Unpredictable Randomness Definition


 
Let's consider randomness as the outcome of an experiment, two extremal cases are of interest. The first is the truly random  number generator, which is based on a non-deterministic process. In that case, without condition, you cannot guess the outcome before it actually happens.

The second extreme case is  pseudo-randomness. The process takes as input a (short) sequence of numbers (seed). It is called a pseudo-random number generator  if, by considering only its outputs, it is computationally infeasible to distinguish it from a truly random number generator. By ``computationally infeasible'', we mean non polynomial time and memory and by ``distinguish'', we mean that the probability to take the good decision is significantly greater than 1/2.

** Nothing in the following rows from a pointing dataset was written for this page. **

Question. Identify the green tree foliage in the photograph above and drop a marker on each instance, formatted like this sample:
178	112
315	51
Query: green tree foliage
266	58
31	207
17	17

Random bits produced by peripherals events (e.g. by  Entropy Gathering Daemons), or by HAVEGE, are not, strictly speaking, truly random bits nor pseudo-random bits. They are not truly random because the process which produces them is deterministic. One could theoretically reproduce the sequence if he/she was able to reproduce all the past events on the machine.  They are not pseudo-random either since there is no (short) seed which would allow an exact reproduction of the random sequence.
The randomness results instead from an inability to control or predict with sufficient accuracy the events involved in the generation process.

For the sake of convenience, we will speak in that case of  unpredictable randomness.